Where to declare alimony in the IRS? And what amount can the person paying it deduct? Clarify these and other doubts in this article.
A child support has IRS implications both for the parent who receives it, who has to declare it as income, and for the parent who pays it, who can deduct this expense from his collection.
When submitting the IRS declaration, the tables and annexes to be completed are therefore different. Later on, we will explain the procedure in each of the situations. But before that, let’s see what alimony is and in what situations it is due.
Alimony: what the law says
Parents are obliged, by law, to guarantee adequate maintenance for their children in the event of divorce, legal separation of persons and property, declaration of nullity or annulment of marriage.
In these cases, “the maintenance owed to the child and the way of providing it will be regulated by agreement of the parents, subject to approval”, as underlines the nº 1 of article 1905 of the Civil Code.
Alimony is, therefore, a benefit, paid in cash, by the parent who has not been granted custody in order to guarantee the subsistence of the child or children.
Despite the name, alimony refers to “everything that is indispensable for sustenance, housing and clothing” and, in the case of minors, it adds
“instruction and education” (article 2003 of the Civil Code). When the young person has not yet completed academic or professional training, the pension is maintained until the young person reaches 25 years of age (nº 2 of article 1905 of the Civil Code).
In addition, the concept of maintenance also covers expenses relating to the safety and health of children, as can be concluded from the provisions of article 1879 of the Civil Code.
The amount of the pension is determined on a case-by-case basis and depends not only on the specific needs of the child, but also on the economic capacity of the parent who is obliged to pay it.
In the absence of an agreement between the couple regarding the value of this pension, the determination of the installments to be paid will be up to a Court, and the value of the alimony is updated annually, with an increase that follows inflation.
In the event of non-compliance, the person who is legally obliged to pay maintenance may have the amount of maintenance deducted from his salary or other forms of income (article 48 of Law no. 141/2015, of 8 September).
If this is not possible, it is the State that assumes responsibility for ensuring payment, through the Guarantee Fund for Maintenance Due to Minors (FGADM), until the young person reaches 18 years of age. The installments payable by the Fund are fixed by the court.
Alimony in the IRS: clear your doubts
On the one hand, alimony is considered “pension income” (article 11 of the IRS Code) and is therefore subject to IRS taxation. As such, the parent who receives iteven if you are unemployed, have to declare the total amount received in Table 4A of Annex Awith code 405 and the TIN of the payer of the installment.
On the other hand, for the parent who does not have custody, this benefit is not an income but an expense, which can be deducted from the IRS collection.

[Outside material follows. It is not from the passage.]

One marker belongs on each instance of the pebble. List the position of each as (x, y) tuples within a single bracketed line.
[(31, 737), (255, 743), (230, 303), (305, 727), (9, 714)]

Thus, as provided for in art.º 83.º-A of the CIRSthe parent can deduct, without limit, his tax “20% of the amounts demonstrably supported and not reimbursed in respect of child support charges” to which he is bound by a court judgment or agreement.
To do this, you must fill in the table 6A of Annex H of Model 3, indicating the tax identification numbers of the beneficiaries of the pensions, as well as the respective value.

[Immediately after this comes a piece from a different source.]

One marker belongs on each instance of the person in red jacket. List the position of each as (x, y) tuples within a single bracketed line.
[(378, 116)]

However, if you choose to do so, you will no longer be able to deduct children’s expenses and the flat-rate deduction. This is because these deductions cannot be accumulated with the alimony deduction.
What about shared custody?
For parents with shared custody, there may be a division of the children’s expenses in the IRS and also the fixed deduction. In this case, the dependents live in alternate residences and custody is duly provided for in the agreement regulating the exercise of parental responsibilities.
Since 2019, joint custody parents can choose the percentage they want to deduct from their children’s expenses, as long as the total represents 100%.
For example, the mother can deduct 60% and the father 40% of the maximum limit for the expenses in question, indicating, at the IRS, the Taxpayer Numbers (NIF) of the dependents and the ex-spouse in the 3D table, as well as children’s education and health expenses in Table 8 of Annex H.
If minors are under the care of a single parent, this benefit will be used by the parent with whom the dependents live.